Thoughts? It seems like this would require the two sketches to align on how they're setting up the data and since that's a compile-time decision I'm not sure it would work. Likewise, I'm concerned the SRAM partitioning might make the handle for it such that it can't be simply shared between the two. Is this a solved issue and I'm just missing something?
Have you check the RPC library?
Yes, I've read that document multiple times. It doesn't mention anything about sharing structures between the cores.
It uses some version of msgpack under the bonnet to serialise what you pass via RPC.send() or call() so it should work if you follow the msgpack api protocols for custom pack/unpack. That being said, I think the RPC library in general is a little flaky (eg it doesn’t return error codes from the underlying tech it uses in all cases) so YMMV.

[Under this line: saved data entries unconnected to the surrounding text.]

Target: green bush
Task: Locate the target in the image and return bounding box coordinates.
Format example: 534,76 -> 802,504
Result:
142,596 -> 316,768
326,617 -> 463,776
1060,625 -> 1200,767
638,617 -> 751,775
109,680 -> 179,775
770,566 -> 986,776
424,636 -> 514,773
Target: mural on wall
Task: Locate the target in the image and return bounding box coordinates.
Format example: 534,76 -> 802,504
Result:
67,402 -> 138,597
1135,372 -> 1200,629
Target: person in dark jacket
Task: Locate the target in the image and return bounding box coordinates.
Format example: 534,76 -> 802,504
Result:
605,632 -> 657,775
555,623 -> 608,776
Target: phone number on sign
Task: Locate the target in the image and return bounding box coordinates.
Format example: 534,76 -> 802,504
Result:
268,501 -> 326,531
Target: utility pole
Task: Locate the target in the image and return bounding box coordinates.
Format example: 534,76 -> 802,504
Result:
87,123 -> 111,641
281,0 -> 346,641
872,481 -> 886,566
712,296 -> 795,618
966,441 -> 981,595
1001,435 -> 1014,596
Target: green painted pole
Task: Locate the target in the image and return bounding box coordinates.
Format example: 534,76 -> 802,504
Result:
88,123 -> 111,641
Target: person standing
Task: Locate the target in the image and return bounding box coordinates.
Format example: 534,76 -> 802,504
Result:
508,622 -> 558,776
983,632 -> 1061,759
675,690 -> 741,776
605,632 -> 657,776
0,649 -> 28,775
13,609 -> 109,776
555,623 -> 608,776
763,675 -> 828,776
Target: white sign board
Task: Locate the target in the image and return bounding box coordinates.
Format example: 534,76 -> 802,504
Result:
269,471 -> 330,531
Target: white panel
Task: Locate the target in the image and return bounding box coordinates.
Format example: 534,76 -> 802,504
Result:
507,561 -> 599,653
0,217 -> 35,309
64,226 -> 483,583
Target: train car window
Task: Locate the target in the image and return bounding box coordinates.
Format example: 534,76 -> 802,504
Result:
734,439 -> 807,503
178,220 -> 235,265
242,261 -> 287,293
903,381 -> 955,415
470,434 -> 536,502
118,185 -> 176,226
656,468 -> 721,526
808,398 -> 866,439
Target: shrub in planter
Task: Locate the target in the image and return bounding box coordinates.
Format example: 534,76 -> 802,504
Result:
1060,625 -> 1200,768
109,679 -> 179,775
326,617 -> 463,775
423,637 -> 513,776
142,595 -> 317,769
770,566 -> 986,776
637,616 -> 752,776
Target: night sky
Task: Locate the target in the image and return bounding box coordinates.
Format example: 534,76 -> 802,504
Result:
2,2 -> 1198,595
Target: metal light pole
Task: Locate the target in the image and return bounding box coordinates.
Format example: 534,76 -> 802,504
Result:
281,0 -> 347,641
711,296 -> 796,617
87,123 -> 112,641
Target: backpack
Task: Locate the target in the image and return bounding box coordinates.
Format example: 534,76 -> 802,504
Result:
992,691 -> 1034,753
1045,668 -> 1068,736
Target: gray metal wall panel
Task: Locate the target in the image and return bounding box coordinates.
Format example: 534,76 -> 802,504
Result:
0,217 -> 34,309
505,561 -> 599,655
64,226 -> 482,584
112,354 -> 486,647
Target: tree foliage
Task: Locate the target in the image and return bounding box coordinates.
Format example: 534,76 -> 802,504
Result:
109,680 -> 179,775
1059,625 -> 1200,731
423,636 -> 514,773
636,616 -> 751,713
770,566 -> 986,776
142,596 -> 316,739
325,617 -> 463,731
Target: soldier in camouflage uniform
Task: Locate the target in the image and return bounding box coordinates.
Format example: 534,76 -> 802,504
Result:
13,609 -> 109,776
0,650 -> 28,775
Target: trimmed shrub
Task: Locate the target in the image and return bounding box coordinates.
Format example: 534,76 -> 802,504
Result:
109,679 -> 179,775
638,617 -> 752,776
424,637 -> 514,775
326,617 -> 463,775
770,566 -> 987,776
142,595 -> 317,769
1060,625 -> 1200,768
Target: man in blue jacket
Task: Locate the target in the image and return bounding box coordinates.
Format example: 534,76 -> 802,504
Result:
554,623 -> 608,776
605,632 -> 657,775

Yes! I want to do almost exactly the same thing with a very similar strategy. My one difference is that I'd like the M4 to return a 2 dimensional array of doubles of a predetermined and fixed size known at compile time.
Nick, what approach did you take? Did you ever find any useful docs to illuminate things? Can the basic RPC parameter passing handle 2D arrays of doubles?
I have the additional related question of understanding how to minimize any overhead and interruptions of the M4 while this timing sensitive data collection request is being serviced.